George L. Peabody’s barns, which would have been similar to the ones Sheffield worked on every day, almost until the day he died.


A recording of Sheffield’s expenses in 1913 shows wages paid to fellow farmers when he could no longer work the farm on his own.

During the late 1800s and early 1900s, many farms in upstate New York still remained fairly small and, for the most part, self-sufficient. Still, with mechanization farmsteads were evolving from production for the family or other farmers, to production for national markets. If a farm could not keep up with the demands of competition, it would flounder economically until it no longer was self-sustaining (McMurray). With this in mind we focus upon Sheffield Peabody struggling to maintain a personal sense of purpose on his farmstead, at the same time that rural America is threatened with obsolescence by the evolution of farming economics and technologies.

A farmer for the majority of his life in upstate New York, and a hard-working individual for the entirety of it (even into his seventies and early eighties), Sheffield maintained a powerful presence on his farm. From tasks as mundane as repairing mittens and doing chores around the house, to those as labor-intensive as ploughing the fields and digging ditches, Sheffield was constantly working.
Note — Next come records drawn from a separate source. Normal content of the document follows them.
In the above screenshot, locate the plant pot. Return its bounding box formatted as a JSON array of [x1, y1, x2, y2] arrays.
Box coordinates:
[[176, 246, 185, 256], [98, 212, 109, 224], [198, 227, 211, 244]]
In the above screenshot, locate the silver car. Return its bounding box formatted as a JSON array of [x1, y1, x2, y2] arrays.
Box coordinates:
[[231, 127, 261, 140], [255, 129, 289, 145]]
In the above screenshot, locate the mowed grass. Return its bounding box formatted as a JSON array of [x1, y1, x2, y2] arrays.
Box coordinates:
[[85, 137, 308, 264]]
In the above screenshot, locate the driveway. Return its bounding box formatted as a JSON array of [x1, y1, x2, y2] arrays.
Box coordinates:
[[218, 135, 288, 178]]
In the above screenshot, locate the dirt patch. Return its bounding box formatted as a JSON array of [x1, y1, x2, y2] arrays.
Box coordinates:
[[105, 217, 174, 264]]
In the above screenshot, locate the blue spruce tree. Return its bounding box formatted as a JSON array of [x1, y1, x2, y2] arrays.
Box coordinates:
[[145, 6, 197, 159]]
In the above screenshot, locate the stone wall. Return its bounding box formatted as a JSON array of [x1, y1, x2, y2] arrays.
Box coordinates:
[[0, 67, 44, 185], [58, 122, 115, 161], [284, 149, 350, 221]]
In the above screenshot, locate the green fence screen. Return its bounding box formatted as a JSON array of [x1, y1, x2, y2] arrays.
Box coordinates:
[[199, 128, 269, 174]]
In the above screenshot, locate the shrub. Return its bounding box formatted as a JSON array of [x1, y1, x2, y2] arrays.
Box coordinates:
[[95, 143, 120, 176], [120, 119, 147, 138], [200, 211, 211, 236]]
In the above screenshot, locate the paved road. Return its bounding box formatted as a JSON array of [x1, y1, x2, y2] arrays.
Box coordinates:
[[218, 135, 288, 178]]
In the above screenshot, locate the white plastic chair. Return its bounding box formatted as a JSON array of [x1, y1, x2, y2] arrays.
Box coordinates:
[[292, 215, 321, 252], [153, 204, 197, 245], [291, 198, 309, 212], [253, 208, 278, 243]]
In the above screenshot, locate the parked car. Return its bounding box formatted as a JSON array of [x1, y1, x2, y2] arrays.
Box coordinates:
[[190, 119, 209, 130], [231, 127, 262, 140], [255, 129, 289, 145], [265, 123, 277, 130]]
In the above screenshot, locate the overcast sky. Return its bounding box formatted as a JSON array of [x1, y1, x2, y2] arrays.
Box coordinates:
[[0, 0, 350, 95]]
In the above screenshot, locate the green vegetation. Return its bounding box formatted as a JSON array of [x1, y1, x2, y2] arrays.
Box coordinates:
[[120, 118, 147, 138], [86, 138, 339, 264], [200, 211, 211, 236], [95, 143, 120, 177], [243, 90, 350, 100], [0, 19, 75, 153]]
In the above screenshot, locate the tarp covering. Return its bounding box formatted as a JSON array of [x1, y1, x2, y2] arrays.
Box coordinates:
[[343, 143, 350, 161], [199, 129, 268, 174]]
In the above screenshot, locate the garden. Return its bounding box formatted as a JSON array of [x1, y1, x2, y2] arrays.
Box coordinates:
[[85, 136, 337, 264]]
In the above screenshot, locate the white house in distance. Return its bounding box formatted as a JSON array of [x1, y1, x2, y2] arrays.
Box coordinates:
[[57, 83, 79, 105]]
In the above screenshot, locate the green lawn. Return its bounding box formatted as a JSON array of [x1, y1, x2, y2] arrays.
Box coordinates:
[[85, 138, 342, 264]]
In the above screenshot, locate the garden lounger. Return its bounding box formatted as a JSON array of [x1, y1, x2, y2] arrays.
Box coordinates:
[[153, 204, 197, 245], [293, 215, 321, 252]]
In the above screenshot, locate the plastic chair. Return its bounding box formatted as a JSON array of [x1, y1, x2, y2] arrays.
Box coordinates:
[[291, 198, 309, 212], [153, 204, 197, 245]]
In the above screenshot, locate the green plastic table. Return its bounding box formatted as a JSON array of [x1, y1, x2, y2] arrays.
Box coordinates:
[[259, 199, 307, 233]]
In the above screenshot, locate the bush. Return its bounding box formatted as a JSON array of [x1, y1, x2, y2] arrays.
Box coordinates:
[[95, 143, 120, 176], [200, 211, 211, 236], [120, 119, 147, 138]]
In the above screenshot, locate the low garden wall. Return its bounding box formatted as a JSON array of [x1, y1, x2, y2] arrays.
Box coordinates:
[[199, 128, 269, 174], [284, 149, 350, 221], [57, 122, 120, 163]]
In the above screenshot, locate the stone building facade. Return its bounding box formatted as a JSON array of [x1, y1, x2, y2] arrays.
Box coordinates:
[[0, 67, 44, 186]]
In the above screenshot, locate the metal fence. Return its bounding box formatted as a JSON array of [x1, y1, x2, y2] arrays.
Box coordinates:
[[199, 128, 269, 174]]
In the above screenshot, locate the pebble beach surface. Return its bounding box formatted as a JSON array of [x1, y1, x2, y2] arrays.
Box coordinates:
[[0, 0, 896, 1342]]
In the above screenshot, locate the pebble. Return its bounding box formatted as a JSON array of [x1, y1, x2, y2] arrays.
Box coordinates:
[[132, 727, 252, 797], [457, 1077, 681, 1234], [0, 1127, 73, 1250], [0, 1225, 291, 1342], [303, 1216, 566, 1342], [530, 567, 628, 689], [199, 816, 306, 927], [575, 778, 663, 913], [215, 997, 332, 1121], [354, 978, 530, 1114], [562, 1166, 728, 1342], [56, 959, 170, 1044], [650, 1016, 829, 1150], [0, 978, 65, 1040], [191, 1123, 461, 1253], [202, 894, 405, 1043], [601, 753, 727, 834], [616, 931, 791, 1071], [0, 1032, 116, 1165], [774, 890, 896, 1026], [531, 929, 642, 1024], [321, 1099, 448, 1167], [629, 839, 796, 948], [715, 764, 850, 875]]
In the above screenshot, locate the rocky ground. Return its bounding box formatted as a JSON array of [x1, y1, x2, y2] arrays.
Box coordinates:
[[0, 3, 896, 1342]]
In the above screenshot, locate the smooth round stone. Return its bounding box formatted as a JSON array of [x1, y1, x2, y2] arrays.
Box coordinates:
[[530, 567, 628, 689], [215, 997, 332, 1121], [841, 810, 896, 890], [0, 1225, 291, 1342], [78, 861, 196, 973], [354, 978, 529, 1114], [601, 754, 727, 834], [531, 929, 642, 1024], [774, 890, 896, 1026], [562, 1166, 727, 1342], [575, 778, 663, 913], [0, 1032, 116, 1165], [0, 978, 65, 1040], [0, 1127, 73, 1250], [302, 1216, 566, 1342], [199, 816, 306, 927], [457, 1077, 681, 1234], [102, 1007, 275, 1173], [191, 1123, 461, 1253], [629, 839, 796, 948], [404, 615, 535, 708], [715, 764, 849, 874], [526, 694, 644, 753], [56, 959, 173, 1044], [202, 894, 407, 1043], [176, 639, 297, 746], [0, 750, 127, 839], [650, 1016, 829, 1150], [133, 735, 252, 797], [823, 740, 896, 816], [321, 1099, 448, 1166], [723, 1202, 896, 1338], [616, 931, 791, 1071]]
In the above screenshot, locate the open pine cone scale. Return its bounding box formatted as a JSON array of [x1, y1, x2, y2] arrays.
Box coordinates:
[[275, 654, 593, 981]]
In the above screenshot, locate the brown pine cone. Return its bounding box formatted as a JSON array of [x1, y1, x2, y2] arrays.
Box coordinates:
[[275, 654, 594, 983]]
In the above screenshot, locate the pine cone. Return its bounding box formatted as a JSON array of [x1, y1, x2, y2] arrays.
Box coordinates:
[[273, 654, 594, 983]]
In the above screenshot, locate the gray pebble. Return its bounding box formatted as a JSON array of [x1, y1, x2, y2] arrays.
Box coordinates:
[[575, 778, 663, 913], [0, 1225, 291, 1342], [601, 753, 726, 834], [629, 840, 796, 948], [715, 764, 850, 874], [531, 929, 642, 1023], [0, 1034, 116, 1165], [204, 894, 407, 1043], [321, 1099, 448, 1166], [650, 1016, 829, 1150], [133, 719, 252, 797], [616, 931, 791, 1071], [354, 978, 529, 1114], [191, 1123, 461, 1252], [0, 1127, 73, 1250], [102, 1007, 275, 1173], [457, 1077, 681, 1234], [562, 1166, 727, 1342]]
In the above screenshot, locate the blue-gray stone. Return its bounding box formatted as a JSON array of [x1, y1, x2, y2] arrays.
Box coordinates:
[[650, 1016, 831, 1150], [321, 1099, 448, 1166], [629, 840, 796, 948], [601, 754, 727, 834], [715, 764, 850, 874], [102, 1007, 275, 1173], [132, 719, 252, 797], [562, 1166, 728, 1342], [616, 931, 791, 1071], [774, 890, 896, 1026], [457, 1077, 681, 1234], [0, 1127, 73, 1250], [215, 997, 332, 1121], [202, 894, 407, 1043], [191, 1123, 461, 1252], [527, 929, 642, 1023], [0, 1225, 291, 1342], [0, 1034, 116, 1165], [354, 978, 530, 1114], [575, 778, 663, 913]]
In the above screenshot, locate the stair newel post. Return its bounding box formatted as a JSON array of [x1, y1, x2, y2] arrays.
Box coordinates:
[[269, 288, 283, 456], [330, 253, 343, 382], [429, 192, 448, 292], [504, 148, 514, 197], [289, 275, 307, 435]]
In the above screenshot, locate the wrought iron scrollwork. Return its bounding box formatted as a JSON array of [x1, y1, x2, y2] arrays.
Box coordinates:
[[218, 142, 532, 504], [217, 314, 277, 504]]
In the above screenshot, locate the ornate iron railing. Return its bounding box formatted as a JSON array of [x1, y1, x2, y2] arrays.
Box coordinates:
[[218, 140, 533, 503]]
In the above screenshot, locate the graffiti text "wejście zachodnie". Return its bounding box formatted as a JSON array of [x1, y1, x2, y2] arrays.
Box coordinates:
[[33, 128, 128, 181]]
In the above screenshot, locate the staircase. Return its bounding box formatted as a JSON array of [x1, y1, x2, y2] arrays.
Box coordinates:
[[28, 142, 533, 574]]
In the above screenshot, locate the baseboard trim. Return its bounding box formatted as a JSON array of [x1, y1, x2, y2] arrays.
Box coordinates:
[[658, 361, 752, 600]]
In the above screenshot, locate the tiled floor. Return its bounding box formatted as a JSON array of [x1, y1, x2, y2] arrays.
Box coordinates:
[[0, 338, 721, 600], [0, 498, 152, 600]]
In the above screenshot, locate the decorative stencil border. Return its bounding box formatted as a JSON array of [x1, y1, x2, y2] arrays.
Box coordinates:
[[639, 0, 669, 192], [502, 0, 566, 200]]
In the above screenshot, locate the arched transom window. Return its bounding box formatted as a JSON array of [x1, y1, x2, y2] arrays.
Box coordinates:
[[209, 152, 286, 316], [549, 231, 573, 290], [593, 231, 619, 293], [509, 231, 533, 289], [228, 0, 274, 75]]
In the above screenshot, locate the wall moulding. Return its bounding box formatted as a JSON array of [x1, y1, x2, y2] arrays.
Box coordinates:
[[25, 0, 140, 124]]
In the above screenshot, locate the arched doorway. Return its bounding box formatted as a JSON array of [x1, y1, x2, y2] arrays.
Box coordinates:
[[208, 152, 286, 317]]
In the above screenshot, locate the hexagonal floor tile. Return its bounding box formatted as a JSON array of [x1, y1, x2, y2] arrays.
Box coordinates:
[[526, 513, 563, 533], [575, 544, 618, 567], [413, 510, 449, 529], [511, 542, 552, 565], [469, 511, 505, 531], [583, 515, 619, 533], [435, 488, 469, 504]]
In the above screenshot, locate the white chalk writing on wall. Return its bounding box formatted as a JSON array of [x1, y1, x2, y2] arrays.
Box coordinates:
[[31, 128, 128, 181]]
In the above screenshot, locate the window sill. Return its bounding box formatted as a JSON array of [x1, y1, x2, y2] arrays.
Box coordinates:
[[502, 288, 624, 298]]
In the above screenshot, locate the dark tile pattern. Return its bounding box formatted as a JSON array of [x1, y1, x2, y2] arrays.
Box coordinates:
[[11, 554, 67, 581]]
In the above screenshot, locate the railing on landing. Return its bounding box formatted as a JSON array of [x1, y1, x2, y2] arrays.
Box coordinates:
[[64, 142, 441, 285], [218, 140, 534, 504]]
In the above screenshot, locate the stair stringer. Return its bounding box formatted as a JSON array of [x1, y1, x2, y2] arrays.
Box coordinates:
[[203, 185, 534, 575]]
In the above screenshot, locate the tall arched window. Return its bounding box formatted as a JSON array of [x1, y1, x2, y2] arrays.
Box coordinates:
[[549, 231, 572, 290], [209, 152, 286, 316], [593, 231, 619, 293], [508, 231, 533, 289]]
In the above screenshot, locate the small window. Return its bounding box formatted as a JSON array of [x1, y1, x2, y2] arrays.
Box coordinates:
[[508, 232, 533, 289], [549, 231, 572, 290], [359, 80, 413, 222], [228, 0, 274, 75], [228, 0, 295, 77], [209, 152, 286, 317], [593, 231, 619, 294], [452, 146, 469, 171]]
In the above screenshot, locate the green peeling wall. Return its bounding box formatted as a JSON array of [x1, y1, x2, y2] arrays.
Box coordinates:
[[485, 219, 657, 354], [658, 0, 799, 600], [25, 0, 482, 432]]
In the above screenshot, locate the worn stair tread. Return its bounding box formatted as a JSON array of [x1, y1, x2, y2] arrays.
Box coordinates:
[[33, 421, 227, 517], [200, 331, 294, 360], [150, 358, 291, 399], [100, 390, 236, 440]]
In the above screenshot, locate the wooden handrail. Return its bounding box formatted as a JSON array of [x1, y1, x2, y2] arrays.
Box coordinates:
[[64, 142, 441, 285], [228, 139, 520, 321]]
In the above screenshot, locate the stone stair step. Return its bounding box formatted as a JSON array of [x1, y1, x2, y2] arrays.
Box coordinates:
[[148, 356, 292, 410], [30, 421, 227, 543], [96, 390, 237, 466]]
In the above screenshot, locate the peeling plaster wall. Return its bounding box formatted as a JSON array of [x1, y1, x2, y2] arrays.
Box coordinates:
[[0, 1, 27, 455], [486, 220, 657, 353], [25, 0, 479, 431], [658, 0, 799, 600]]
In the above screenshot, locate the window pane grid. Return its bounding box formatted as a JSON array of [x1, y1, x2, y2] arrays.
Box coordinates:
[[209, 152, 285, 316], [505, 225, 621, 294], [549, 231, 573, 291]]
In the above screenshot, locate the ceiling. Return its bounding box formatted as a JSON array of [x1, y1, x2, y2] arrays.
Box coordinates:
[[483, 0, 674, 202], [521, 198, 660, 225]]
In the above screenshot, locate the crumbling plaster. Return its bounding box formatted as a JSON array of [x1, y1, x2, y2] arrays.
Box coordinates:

As he approached, then entered, his early eighties daily tasks gradually change so as to require less exertion or time to complete them. In his earlier years, there are diary entries that recount how he “cut wood” or “drawed stone”; as the years progress, such occupations become less predominant while tasks such as “chored some” and “cut weeds” become more prevalent. Sheffield also begins to use terms like “some” and “few” more often in the later entries, implying that he is not personally producing as much crop, or completing his tasks to the same extent, as he used to. This does not deter him, however, as he continues to make a livelihood from his beloved farm.

Before the advent of railroads and highways farmers were necessarily self-reliant, utilizing family members for the majority of their labor, hiring neighbors and other workers only when absolutely necessary (McMurray). As Sheffield grew older, he became more dependent upon his sons to help him tend to his farm and sell its produce. His sons, with families and farms of their own, were able to help here and there, but it also became necessary for Sheffield to employ outside help. Especially during 1913 and 1914 (the final years of his life), he employed many other men to work on his farm, with many diary entries describing the labor of others or the work he did in the fields as “helping out.”

When so much depends upon a farmer’s able body, it’s hard for him not to feel obsolete as his role slowly diminishes in maintaining his own livelihood. It’s clear from Sheffield’s diary that he experienced this loss but was determined not to be superseded because of his age: he remained an active worker on his farm until his body physically could not take it any longer. Sheffield held on to his hard-working ethics until the very end, and as his world of traveling by horse-drawn sleigh and living off of the fruits of his own labor passed outward to the fringes of modern culture, so did he, grasping to what he had known for so long to be the only way of life until the very end.

Works Consulted

—McMurry, Sally. Families and Farmhouses in Nineteenth-Century America. New York and Oxford: Oxford University Press, 1988. Print.